XDS
XDS

Reputation: 4188

IMAP search command with UTF-8 charset in C#

C# Imap search command with special characters like á,é

I am trying to implement the logic mentioned in the above post in C# to achieve non-ascii based searches in gmail. After logging in successfully to imap.gmail.com I am having the following transaction with the server:

(C -> S) Encoding.Default.GetBytes("A4 UID SEARCH CHARSET UTF-8 TEXT {4}\r\n");
(C <- S) "+ go ahead\r\n"
(C -> S) Encoding.Default.GetBytes("αβγδ\r\n");
(C <- S) "* SEARCH 72\r\nA2 OK SEARCH completed (Success)"
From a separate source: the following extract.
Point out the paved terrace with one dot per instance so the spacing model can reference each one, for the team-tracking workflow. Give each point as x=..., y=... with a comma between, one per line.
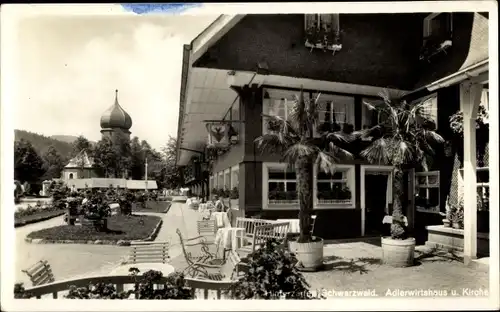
x=75, y=260
x=350, y=265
However the email denoted by the response of the server is completely irrelevant to the search term I provided. This only happens when using non-ascii characters in the keywords and I believe I have something wrong with the encoding.

I have also tried using Encoding.Ascii but then I get search results that are even more off target.

What is the proper way to send the string literal: "αβγδ\r\n"

Upvotes: 1

Views: 2325

Answers (1)

nosid
nosid

Reputation: 50044

For the search term, you are using a so-called literal. The length of the literal has to be specified in octets. That's not the case in your example. The string "αβγδ" encoded in UTF-8 consists of more than four octets.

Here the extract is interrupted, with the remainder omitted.